After leaving the Dead Sea, we drove to Madaba (MAUD-dah-bah, fun to say aloud) for our last nights in Jordan.  It is a jumping-off point for a few more sites of antiquity.

Mount Nebo is the site where Moses was allowed to look out and see the Promised Land after wandering for 40 years. (He should have demanded an upgrade.  Costa Rica, Whidbey Island, even California —all much better places to live, if one enjoys non-dead oceans and abundance.) He also might (not) be buried here. What Mt Nebo is also known for, though, is the mosaics in the church. Actually, this was one of the highlights of what was going to be the Ancient Mosaic Hall of Fame.  We had seen some in an ancient church in Petra, and Dwayne is already scheming how to incorporate a mosaic into his future chateau.

Jerash has some of “the best-preserved Greco-Roman ruins around”. If I hadn’t woken up with the worst cold in memory, and if it hadn’t been raining, and if my summer shoes hadn’t gotten irreparably soaked as soon as we walked through the gate…this would have been an enjoyable exploration.  An intact main gate, two wonderful theaters, a colonnade, churches, more mosaics, even an original butcher stone from the marketplace—if I had had warm feet and a clear head, this probably would have been a highlight. I might have even bought a toga and reenacted my former life as a goddess. 

But I did not have warm feet and a clear head, so by the time we returned to Madaba and visited St. George’s Church, I was not inclined to be inspired by the sixth-century mosaic map of Jerusalem and the Holy Lands that everyone has heard of but me.  The replicas of the map in the visitor center were much more impressive than the original on the church floor; even non-sick, non-wet Dwayne thought so.  But we came, we saw, we nodded seriously and soberly, and I bought new shoes and went back to bed.

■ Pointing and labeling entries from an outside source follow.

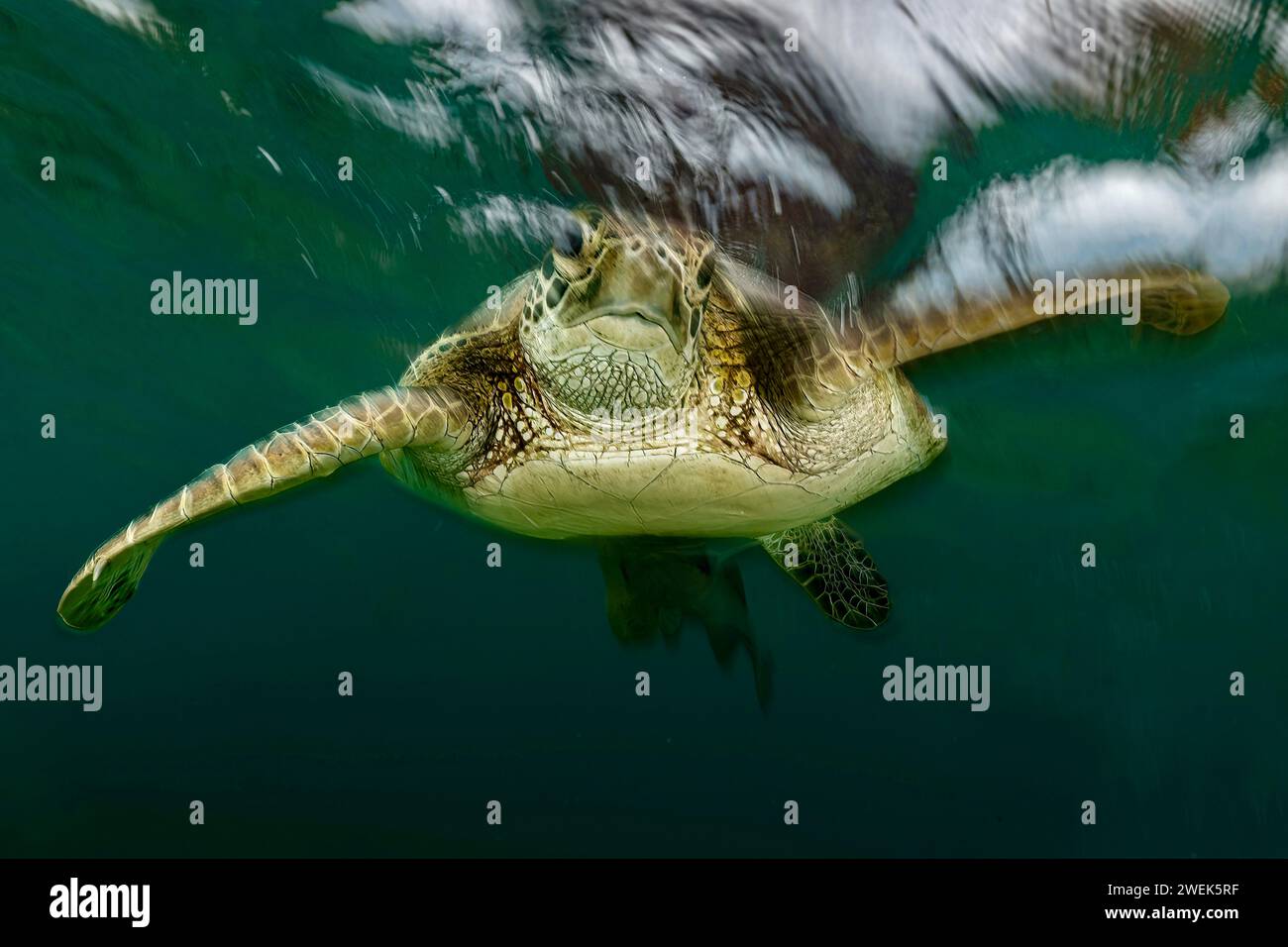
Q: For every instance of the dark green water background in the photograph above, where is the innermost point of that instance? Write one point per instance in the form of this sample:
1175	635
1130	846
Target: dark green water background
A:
475	684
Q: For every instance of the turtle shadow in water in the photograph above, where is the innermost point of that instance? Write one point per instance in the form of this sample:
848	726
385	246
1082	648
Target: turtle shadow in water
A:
652	586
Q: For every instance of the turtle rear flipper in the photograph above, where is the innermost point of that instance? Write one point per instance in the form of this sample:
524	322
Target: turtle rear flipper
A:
361	427
829	562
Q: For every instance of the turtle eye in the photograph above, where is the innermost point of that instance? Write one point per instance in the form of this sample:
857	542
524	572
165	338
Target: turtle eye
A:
706	270
570	239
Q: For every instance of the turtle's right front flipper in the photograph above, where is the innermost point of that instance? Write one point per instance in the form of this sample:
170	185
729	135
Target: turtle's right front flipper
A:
357	428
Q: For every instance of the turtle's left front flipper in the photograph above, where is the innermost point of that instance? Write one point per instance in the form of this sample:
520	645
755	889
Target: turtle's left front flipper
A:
913	322
829	562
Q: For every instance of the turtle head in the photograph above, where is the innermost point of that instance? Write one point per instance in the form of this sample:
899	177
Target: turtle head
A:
614	313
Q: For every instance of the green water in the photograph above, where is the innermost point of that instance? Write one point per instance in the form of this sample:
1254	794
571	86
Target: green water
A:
475	684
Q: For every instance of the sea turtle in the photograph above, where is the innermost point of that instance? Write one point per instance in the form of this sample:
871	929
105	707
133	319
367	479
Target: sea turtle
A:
642	381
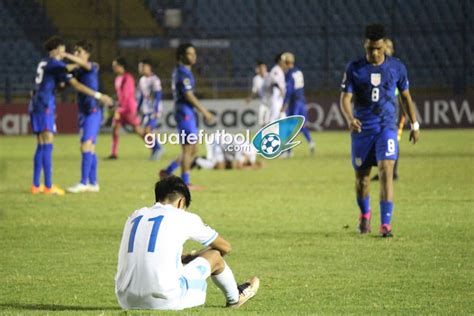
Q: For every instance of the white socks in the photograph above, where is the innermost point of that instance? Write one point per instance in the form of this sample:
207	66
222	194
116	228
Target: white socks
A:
226	282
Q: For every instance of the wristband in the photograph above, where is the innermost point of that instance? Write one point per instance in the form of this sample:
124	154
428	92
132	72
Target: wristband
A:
415	126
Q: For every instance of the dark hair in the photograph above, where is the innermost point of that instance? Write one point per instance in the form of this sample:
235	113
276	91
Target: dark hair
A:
172	188
85	45
181	50
146	61
53	42
375	32
121	61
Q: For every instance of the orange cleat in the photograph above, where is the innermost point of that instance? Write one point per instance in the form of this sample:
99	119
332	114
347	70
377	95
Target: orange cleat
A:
54	190
37	190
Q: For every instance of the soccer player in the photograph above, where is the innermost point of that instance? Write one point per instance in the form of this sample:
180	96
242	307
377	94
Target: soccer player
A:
371	82
90	115
149	103
51	73
186	104
275	88
126	114
390	51
150	273
295	101
261	73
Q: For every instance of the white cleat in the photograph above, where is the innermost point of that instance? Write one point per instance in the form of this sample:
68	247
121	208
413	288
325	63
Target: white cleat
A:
78	188
93	187
247	290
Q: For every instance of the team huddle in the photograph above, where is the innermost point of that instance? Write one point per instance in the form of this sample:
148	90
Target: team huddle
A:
153	272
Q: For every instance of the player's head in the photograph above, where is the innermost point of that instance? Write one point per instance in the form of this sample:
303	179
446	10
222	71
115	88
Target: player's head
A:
186	54
83	49
119	65
260	68
389	47
173	190
55	46
374	43
145	67
289	60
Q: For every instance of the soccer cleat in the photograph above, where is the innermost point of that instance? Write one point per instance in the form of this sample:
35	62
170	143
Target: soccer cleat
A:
78	188
37	190
93	188
163	174
247	290
54	190
386	231
364	224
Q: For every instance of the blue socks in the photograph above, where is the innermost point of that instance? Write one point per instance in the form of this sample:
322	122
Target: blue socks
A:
37	165
386	208
48	164
86	166
185	177
93	170
364	205
172	167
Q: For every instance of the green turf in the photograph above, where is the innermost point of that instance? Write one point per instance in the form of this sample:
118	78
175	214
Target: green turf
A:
293	224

This is a replica, of course. The original was quite faded and not so lovely.

We stayed another day beyond the tour’s end to accommodate our cheap flight’s schedule to Cyprus. I think we really just spent time eating. On our last official night, our guide arranged for us to have denise fish (also spelled danis on at least one billboard) because eating denise sounded necessary. We over-ordered, as the youngers were not eating fish voluntarily, no matter what it was called.

They were a little more receptive to the donuts the next day, even if they came with the price tag of a walk around town.

A few more rememberances of Jordan, starting with a map of where we explored.

I have struggled to get herbal tea in our last three countries, and usually had to choke down some awful caffenated Lipton whenever I ordered tea. I was excited to find mint tea on a menu in a beautiful restaurant. However, they just put fresh mint leaves…in Lipton tea.

Goodbye, Jordan! I’m not sure I’ll ever be back, but you showed me many wonderful things.